Use the function expand.grid() to create a dataframe that will: * create a sequence from the lowest to highest value of observed biking data * choose minimum, mean, and maximum of smoking to create 3 levels of smoking over which to predict heart disease

plotting.data <- expand.grid(
  biking=seq(min(heart.data$biking), max(heart.data$biking), length.out=30),
  smoking=c(min(heart.data$smoking), mean(heart.data$smoking), max(heart.data$smoking))
)

View(plotting.data)
  1. Predict values of heart disease based on linear model and save them as a new column in our plotting.data
plotting.data$predicted.y <- predict.lm(heart.disease.lm, newdata=plotting.data)
View(plotting.data)
  1. Round the smoking numbers to two decimals– this will make the legend easier to read.
plotting.data$smoking <-round(plotting.data$smoking, digits=2)
View(plotting.data)
  1. Change the smoking variable into a factor so we can plot the interaction between biking and heart dieease at each of the three levels of smoking we chose.
plotting.data$smoking <- as.factor(plotting.data$smoking)
View(plotting.data)
  1. Plot the original data
heart.plot <- ggplot(heart.data, aes(x=biking, y=heart.disease)) +
  geom_point()

heart.plot

  1. Add the regression lines
heart.plot <- heart.plot +
  geom_line(data=plotting.data, aes(x=biking, y=predicted.y, color=smoking), size=1.25)

heart.plot

  1. Prepare the graph for publication.
heart.plot <-
heart.plot +
  theme_bw() +
  labs(title = "Rates of heart disease (% of population) \n as a function of biking to work and smoking",
      x = "Biking to work (% of population)",
      y = "Heart disease (% of population)",
      color = "Smoking \n (% of population)")

heart.plot

  1. Add our regression model to the graph.
heart.plot + annotate(geom="text", x=30, y=1.75, label=" = 15 + (-0.2*biking) + (0.178*smoking)")

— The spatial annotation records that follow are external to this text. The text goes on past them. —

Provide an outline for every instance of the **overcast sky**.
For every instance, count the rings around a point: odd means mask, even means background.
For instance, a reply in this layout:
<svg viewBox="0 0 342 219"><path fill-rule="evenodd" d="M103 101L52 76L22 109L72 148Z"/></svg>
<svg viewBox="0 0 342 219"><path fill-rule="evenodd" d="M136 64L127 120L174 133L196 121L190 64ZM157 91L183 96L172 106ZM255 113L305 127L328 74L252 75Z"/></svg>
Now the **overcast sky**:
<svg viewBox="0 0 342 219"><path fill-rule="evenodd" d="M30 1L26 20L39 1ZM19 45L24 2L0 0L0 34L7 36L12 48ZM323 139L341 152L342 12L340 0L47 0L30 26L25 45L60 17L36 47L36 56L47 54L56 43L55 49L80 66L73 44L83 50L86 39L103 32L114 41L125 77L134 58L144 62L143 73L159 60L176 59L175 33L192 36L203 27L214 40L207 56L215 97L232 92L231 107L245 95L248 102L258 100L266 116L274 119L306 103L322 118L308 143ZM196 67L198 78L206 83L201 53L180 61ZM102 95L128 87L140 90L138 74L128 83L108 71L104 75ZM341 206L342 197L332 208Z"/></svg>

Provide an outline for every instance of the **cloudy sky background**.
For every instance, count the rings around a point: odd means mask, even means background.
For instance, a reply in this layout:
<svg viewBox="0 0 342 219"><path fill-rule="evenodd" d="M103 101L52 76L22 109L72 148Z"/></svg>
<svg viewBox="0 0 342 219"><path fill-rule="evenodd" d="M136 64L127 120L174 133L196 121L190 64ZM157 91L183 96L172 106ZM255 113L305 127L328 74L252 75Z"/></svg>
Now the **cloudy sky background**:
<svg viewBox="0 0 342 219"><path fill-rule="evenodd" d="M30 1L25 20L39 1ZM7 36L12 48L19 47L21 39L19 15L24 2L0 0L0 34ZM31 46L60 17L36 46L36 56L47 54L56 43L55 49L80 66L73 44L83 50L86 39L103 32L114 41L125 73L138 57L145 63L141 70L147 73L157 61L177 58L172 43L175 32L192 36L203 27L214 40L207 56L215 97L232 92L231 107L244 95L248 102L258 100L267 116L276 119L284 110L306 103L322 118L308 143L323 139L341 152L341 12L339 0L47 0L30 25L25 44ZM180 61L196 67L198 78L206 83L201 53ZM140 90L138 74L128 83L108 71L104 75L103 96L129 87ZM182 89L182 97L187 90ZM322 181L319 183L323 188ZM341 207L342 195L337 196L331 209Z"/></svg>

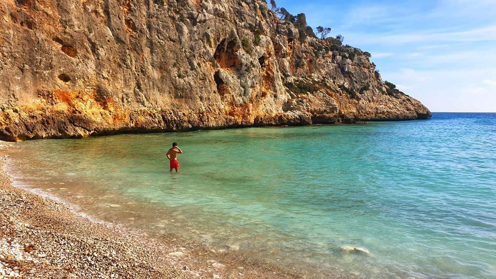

  1. Final interpretation when reporting results.

In our survey of 500 towns, we found significant relationships between the frequency of biking to work and the frequency of heart disease and the frequency of smoking and frequency of heart disease (p < 0 and p<0.001, respectively).

Specifically we found a 0.2% decrease (± 0.0014) in the frequency of heart disease for every 1% increase in biking, and a 0.178% increase (± 0.0035) in the frequency of heart disease for every 1% increase in smoking.

(Note that we pulled the margin of error from the std error for our coefficients!)